Von Claire von Glümer.
VII.

In London traf Wilhelmine Schröder-Devrient abermals mit ihrem Freunde und Kunstgenossen, Anton Haitzinger, zusammen, und wieder waren die Beiden berufen, die deutsche Musik in einigen ihrer besten Schöpfungen zur Geltung zu bringen. Besonders war es Fidelio, der Furore machte. Nur bei Paganini’s Concerten war der Zudrang des Publicums so groß, die Begeisterung so allgemein gewesen, wie bei Beethovens Oper und Wilhelminens Leonore. Außerdem gab sie Pamina, Rezia, Emmeline. Die Agathe wurde leider nicht von ihr, sondern von Madame de Meric gesungen.

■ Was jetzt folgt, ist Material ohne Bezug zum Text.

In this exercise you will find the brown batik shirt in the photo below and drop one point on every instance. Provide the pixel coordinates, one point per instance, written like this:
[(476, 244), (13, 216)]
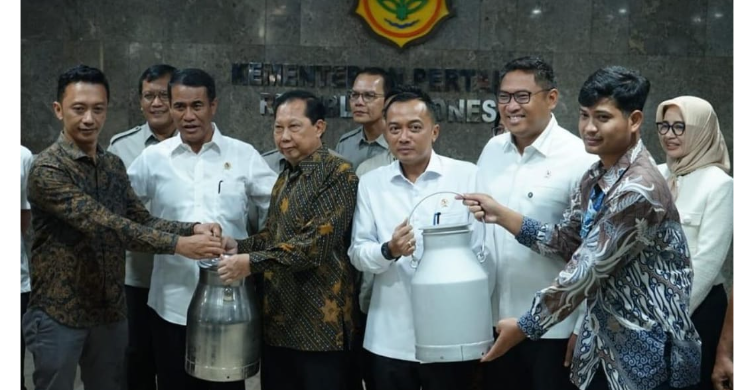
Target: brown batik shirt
[(309, 294), (85, 214)]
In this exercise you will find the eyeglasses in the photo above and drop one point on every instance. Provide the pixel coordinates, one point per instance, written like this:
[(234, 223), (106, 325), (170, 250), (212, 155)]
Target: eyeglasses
[(497, 130), (367, 97), (522, 97), (678, 128), (150, 96)]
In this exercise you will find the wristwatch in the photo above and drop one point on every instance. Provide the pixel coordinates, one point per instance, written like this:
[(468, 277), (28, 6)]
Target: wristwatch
[(386, 252)]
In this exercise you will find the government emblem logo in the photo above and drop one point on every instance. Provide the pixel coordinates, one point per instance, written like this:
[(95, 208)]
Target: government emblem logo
[(403, 22)]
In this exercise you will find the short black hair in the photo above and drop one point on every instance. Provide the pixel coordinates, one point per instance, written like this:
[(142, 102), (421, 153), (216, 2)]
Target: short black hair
[(544, 75), (376, 71), (408, 93), (81, 74), (627, 88), (192, 77), (315, 110), (154, 72)]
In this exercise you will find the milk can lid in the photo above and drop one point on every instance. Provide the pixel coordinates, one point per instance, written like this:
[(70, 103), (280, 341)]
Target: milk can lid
[(209, 263)]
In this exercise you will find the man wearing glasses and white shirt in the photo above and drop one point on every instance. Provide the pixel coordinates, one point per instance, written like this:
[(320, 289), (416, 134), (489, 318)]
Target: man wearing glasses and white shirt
[(202, 175), (533, 167)]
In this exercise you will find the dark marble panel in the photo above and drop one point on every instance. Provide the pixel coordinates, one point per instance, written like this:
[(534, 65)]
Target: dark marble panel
[(218, 22), (283, 22), (668, 27), (331, 23), (610, 22), (181, 55), (496, 21), (554, 26), (114, 63), (460, 31), (359, 56), (43, 20), (40, 65), (124, 21), (720, 33)]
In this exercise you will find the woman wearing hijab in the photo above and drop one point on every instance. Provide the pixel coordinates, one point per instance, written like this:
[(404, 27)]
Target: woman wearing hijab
[(696, 170)]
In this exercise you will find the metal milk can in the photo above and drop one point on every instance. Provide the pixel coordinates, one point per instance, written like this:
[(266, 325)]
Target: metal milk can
[(450, 296), (223, 328)]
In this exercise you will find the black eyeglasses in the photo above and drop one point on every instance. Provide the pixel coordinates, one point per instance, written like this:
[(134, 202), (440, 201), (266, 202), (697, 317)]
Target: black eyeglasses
[(522, 97), (150, 96), (367, 97), (497, 130), (678, 128)]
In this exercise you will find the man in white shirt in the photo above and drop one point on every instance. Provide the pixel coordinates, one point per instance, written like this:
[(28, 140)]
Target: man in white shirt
[(533, 167), (200, 174), (383, 241), (140, 367), (26, 158)]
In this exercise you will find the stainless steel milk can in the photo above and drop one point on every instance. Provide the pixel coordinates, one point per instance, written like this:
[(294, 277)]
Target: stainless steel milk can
[(223, 328), (450, 296)]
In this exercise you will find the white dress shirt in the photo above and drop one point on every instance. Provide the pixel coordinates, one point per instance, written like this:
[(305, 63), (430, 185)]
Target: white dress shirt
[(26, 159), (128, 145), (385, 199), (706, 206), (537, 184), (217, 184)]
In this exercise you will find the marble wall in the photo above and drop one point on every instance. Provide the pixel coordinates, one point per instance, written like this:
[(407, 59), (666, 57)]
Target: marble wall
[(682, 46)]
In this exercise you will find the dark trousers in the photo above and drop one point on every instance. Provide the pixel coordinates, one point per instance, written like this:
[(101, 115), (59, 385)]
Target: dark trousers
[(394, 374), (140, 367), (531, 365), (599, 382), (24, 303), (361, 366), (709, 319), (58, 350), (291, 369), (169, 347)]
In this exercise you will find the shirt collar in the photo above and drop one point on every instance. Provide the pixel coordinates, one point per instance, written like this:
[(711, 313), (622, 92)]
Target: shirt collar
[(435, 166), (217, 141), (73, 151), (151, 138), (543, 143)]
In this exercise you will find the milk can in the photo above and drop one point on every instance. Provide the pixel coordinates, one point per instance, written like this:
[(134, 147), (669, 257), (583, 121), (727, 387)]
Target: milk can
[(223, 328), (450, 296)]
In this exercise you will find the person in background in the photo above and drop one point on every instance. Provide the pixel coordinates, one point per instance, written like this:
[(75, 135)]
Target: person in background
[(697, 173), (723, 375), (26, 159), (153, 97), (366, 100)]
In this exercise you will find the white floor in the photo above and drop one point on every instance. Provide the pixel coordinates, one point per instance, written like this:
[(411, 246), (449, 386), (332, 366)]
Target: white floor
[(251, 384)]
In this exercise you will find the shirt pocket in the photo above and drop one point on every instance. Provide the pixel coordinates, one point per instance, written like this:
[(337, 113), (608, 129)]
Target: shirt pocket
[(691, 224), (555, 198), (232, 202)]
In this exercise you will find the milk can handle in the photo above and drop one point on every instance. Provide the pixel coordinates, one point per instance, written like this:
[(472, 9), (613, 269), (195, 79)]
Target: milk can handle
[(481, 256)]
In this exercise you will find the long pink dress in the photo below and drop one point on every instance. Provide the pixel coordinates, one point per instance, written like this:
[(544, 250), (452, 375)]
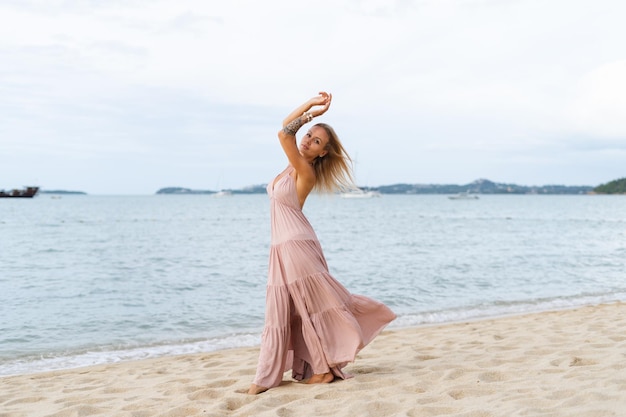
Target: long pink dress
[(313, 325)]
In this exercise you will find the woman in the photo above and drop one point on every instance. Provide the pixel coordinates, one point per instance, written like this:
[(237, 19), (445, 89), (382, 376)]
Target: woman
[(313, 325)]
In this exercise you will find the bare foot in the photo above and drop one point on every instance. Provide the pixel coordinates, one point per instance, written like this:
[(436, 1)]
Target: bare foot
[(256, 389), (321, 378)]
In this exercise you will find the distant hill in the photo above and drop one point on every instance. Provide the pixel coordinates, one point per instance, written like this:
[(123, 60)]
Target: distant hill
[(254, 189), (62, 192), (481, 186), (614, 187)]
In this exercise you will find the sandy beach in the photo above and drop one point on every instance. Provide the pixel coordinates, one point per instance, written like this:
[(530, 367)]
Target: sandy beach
[(561, 363)]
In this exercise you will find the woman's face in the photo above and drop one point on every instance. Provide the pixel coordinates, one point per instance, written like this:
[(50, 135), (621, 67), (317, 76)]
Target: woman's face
[(313, 143)]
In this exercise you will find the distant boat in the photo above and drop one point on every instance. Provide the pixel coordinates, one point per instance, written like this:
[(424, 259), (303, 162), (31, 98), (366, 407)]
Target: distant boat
[(28, 192), (222, 193), (359, 193), (463, 196)]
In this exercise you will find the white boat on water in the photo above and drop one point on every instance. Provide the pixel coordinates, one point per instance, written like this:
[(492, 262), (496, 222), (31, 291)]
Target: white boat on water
[(463, 196), (359, 193), (222, 193)]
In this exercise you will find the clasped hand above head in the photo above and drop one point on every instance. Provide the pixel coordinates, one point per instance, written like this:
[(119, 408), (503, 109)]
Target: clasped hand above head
[(323, 99)]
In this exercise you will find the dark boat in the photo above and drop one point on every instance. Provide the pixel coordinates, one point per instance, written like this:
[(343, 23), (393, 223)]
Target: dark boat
[(28, 192)]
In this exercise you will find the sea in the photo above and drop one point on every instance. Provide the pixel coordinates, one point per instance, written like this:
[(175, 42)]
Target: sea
[(88, 279)]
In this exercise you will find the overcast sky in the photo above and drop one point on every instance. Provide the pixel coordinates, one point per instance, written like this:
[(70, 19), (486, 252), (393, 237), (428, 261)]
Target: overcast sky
[(128, 96)]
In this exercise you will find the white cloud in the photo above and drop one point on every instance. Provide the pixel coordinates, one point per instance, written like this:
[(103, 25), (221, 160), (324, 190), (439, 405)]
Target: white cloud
[(491, 85)]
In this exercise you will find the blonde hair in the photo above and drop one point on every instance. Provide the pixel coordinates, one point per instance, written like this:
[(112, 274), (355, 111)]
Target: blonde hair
[(333, 171)]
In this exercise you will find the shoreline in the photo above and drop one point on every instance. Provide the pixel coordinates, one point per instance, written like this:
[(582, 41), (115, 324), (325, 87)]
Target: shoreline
[(91, 358), (567, 362)]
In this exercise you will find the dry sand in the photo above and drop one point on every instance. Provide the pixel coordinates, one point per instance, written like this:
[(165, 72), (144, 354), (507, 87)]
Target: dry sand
[(563, 363)]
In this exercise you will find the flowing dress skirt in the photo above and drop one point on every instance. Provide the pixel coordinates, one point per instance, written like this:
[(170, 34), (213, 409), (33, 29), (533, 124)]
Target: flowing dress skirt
[(313, 325)]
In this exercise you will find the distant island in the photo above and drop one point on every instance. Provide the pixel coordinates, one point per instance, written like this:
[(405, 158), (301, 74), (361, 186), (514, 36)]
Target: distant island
[(614, 187), (480, 186)]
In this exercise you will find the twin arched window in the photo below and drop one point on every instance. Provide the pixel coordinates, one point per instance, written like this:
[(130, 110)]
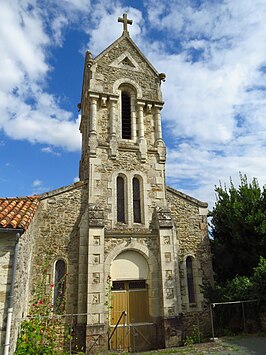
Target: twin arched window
[(126, 115), (59, 286), (121, 199)]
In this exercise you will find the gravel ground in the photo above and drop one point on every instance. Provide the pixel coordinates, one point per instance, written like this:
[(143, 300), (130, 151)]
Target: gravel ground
[(241, 345)]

In jeder ihrer Rollen wurde Wilhelmine mit Beifall überschüttet. Wer nur irgend auf Geschmack, Kunstsinn, Bildung Anspruch machen wollte, mußte die deutsche Künstlerin gehört haben. Eben so eifrig drängte sich die alte und junge Männerwelt um die schöne Frau. Die Aristokratie des Talentes, der Geburt und des Geldes war täglich in ihrem Salon vertreten; sie wurde mit Einladungen bestürmt – eine Soirée oder Matinée musicale ohne „Schröder-Devrient“, wie sie von den Engländern genannt wurde, war nicht mehr denkbar.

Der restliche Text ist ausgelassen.